This case was submitted fully stipulated by the parties pursuant to Rule 122. The first stipulation of facts filed September 11, 2015, and the attached exhibits are incorporated herein by this reference. At the time the petition was filed, petitioner resided in South Carolina.

At some point before 2009, petitioner was employed by Endress & Hauser. Petitioner was provided with long-term disability coverage through the Lincoln National Life Insurance Co. (Lincoln National). The stipulated record does not indicate who paid the long-term disability premiums.

In a complaint petitioner filed with the U.S. District Court for the District of South Carolina, he stated: "Until 2009, Plaintiff was employed with Endress & Hauser and as an employee of Endress & Hauser, Plaintiff was provided with long term [sic] disability coverage via a plan which was fully insured by [Lincoln National]." The complaint does not indicate who paid the premiums for the long-term disability coverage.

Petitioner submitted an "Affadvit [sic] of Petitioner Richard G. Braddock" with his simultaneous opening brief in which he attests: "In 2009 I was working for Endress & Houser [sic] and they payed [sic] money into my Lincoln National Life Insurance Company Policy for long term [sic] disability."

Petitioner does not assert that he paid the premiums for the long-term disability insurance. The record does not support any finding that petitioner paid the premiums for the long-term disability insurance.

During petitioner's employment with Endress & Hauser he was diagnosed with, among other things, a progressive musculoskeletal and neuromuscular syndrome, including progressive musculoskeletal pain. The pain was based on a combination of severe degenerative arthritis and neuromuscular disease.

Sometime in 2009 petitioner left Endress & Hauser. The record does not indicate why. Petitioner filed a claim for long-term disability benefits with Lincoln National.
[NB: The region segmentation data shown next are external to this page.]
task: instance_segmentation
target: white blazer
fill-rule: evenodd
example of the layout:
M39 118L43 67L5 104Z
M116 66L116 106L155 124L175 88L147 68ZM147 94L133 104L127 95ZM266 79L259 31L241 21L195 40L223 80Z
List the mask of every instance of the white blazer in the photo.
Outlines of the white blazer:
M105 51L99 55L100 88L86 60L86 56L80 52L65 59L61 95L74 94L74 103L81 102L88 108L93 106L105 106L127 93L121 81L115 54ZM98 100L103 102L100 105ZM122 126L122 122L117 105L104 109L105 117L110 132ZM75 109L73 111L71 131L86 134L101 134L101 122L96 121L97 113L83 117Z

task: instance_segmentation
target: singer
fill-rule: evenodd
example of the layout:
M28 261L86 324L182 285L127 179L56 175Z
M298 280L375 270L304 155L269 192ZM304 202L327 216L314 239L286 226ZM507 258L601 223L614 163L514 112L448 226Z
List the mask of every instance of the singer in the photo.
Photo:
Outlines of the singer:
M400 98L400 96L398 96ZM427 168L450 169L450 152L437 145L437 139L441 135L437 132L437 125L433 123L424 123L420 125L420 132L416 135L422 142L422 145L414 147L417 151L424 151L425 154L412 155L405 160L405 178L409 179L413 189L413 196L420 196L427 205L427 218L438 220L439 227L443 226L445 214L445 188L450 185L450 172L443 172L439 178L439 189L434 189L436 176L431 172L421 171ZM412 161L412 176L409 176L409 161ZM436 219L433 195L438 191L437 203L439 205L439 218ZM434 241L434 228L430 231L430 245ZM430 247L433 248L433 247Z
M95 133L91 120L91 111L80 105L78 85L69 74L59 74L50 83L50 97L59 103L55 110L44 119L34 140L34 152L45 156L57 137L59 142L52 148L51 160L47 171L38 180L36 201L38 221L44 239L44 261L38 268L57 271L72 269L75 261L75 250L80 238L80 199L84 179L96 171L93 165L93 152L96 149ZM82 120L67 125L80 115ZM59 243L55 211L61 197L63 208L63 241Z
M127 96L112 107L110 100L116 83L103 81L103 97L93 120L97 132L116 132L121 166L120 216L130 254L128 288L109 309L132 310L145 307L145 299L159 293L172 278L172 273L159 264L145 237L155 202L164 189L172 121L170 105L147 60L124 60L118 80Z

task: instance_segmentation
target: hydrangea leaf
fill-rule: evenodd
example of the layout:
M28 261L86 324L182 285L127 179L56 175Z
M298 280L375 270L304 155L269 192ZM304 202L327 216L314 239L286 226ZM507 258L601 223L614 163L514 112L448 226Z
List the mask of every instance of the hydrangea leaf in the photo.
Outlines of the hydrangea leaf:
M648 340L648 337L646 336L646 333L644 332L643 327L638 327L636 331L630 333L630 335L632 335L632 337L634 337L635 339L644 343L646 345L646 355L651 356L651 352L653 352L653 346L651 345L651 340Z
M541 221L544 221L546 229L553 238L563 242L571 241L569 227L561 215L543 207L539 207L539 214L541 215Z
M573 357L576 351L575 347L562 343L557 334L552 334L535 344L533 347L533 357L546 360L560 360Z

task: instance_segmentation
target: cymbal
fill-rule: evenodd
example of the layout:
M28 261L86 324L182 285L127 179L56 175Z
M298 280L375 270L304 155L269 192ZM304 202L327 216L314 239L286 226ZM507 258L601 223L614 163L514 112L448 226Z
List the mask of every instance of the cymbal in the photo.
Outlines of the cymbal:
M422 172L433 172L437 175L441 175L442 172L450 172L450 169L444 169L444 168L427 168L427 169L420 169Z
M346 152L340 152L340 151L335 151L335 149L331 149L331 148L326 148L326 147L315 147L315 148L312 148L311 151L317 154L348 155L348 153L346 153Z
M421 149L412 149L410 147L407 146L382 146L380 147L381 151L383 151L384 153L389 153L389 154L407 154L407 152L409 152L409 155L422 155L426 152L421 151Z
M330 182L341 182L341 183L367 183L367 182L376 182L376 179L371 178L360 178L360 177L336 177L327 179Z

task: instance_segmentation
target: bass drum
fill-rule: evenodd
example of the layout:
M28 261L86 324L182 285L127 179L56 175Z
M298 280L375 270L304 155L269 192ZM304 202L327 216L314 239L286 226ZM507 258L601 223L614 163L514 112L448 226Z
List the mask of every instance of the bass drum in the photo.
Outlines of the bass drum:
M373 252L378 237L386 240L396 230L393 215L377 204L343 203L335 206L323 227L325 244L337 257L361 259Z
Lincoln National denied petitioner's claim.

Petitioner appealed the denial by Lincoln National and exhausted his administrative remedies. Lincoln National also denied the appeal and the subsequent requests for administrative remedies.

On October 8, 2010, petitioner filed a complaint against Lincoln National in the U.S. District Court for the District of South Carolina, Charleston Division. In the complaint, petitioner sought long-term disability benefits under an ERISA plan pursuant to 29 U.S.C. sec. 1132(a)(1)(B). Lincoln National did not file an answer to petitioner's complaint.

In the complaint petitioner requested long-term disability benefits and attorney's fees and costs. The only mention of petitioner's condition is the following: "[Petitioner] became disabled because of certain problems from which he suffered." Petitioner alleged in the complaint that he was "forced to cease working and * * * [I] filed a claim for long term [sic] disability benefits."

Respondent is allowing petitioner a deduction for attorney's fees related to settlement of the complaint.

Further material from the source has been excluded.